The speakers of the presentation were Olesia Stasiuk, Director General of the National Museum of the Holodomor Genocide, Oleksandr Tkachenko, Minister of Culture and Information Policy of Ukraine, Anton Gerashchenko, Deputy Minister of Internal Affairs of Ukraine, and Serhii Kasianchuk, Director of the Ukrainian World Congress Office in Ukraine.

“This statue has become a symbol not only in Ukraine, but also in many countries around the world. Many famous people and institutions in Ukraine and abroad reacted to this act of vandalism. As long as we live, we must remember. It is a symbol of what happened in 1932-1933. Memory cannot be erased,” Oleksandr Tkachenko, Minister of Culture and Information Policy of Ukraine, said.

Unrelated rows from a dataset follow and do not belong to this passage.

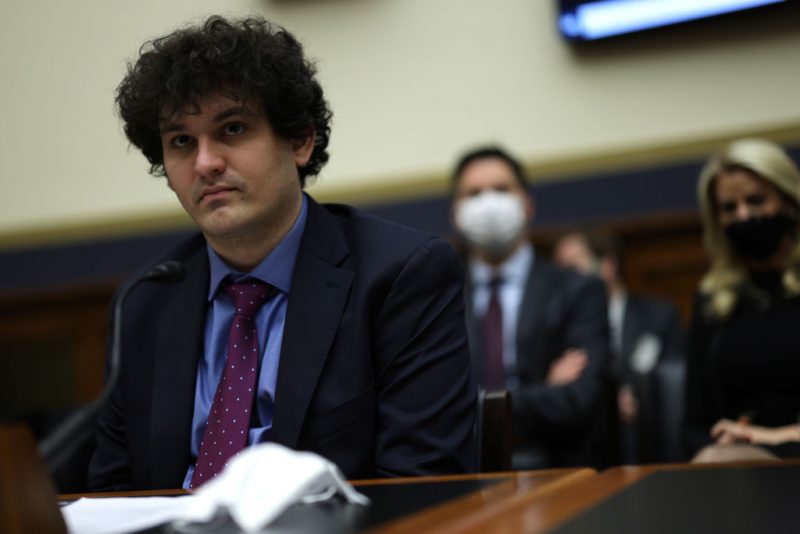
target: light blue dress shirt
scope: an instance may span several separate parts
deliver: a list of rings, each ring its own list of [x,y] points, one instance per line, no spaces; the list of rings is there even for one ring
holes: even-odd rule
[[[503,365],[506,369],[509,386],[513,386],[516,382],[517,322],[534,257],[533,246],[525,243],[497,268],[493,268],[477,258],[472,258],[469,262],[472,279],[472,310],[475,317],[483,317],[489,306],[489,282],[495,276],[502,280],[497,297],[502,310]]]
[[[275,385],[278,379],[283,327],[286,322],[286,305],[292,285],[292,273],[300,249],[300,240],[306,226],[308,201],[303,195],[300,214],[289,233],[278,245],[249,273],[231,268],[208,246],[210,284],[208,288],[208,313],[206,316],[205,345],[203,358],[197,366],[197,385],[194,396],[194,416],[192,418],[191,452],[196,458],[203,440],[203,432],[208,412],[214,401],[217,384],[225,370],[228,330],[233,321],[233,302],[224,290],[223,281],[230,277],[234,282],[256,279],[275,287],[275,295],[270,298],[256,315],[256,330],[259,343],[258,387],[256,389],[255,409],[250,421],[247,444],[269,441],[272,431],[272,409],[275,398]],[[194,462],[189,466],[183,487],[188,488],[194,473]]]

The President of Ukraine reacted to the act of vandalism by calling on the police to conduct the necessary investigation, define the crime and report on the progress of the investigation. Police have previously defined the damage to the monument near the Holodomor Museum as hooliganism.

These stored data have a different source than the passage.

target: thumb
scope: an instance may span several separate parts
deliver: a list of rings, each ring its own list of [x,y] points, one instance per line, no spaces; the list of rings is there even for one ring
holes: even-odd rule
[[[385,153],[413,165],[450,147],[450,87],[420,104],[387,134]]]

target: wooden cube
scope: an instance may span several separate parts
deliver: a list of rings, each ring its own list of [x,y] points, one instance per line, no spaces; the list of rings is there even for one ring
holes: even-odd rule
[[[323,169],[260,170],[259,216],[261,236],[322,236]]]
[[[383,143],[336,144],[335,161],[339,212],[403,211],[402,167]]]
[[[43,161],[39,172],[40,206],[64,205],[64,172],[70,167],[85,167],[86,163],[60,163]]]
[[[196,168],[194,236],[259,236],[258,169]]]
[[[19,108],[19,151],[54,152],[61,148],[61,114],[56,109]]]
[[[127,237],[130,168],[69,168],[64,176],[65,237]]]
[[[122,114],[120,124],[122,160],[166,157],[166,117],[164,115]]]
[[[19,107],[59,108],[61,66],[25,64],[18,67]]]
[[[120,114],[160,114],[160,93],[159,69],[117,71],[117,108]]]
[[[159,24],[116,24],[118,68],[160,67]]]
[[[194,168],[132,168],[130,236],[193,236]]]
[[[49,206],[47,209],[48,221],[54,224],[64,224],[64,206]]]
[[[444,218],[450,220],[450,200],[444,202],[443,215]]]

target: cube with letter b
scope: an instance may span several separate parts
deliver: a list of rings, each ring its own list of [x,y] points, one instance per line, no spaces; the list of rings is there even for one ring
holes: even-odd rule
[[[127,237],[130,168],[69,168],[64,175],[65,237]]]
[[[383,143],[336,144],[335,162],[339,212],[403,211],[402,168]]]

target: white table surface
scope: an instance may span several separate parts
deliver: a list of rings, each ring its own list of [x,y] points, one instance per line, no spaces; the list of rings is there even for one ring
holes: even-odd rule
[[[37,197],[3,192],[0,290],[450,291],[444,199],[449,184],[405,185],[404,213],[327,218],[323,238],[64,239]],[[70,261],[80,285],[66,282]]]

“We continue to search for those desecrated the sculpture. I hope we find them. No one has the right to do such actions against the symbols of Ukrainian memory. Now, the territory of the museum is under constant video surveillance, the cameras are connected to the Safe City system, and the search for the vandals continues,” Anton Gerashchenko, Deputy Minister of Internal Affairs of Ukraine.

Immediately after the desecration of the monument, the Consulate General of Ukraine in San Francisco, 22nd Prime Minister of Canada Stephen Harper, Canadian politician James Besan, member of the House of Commons of Canada Yvan Baker, Ukrainian World Congress, Holodomor Awareness Committee in the United States, President American-Ukrainian Business Council Morgan Williams and others reacted to the incident.

Serhii Kasianchuk, Director of the Ukrainian World Congress Office in Ukraine, “It really hurts. The event shocked Ukrainians. The act of vandalism against the sculpture is symbolic. For decades, they tried to destroy and erase the memories of the genocide. Restoration of this monument indicates the steps to restore our memory. We feel this struggle all over the world. “

“This is not the first act of desacration of the symbol of remembrance of the horrific crime committed by the Communist regime against the Ukrainian nation. Several years ago, vandals spray-painted sculptures of angels, smashed plaques with the names of villages listed on blackboards, tore down lamps, and destroyed the pedestal of the Bitter Memory of Childhood sculpture.

At the same time, ‘The Girl with the Ears of Grain’, or, as we recently learned from the National Police, ‘Oksanka’, is perhaps the most important symbol of the museum, which is familiar to everyone who enters the museum,” Olesia Stasiuk, Director General of the Holodomor Museum said.

We remind that on the night of August 21–22, vandals attempted to destroy the sculpture on the territory of the National Museum of the Holodomor Genocide. However, the sculpture was not seriously damaged.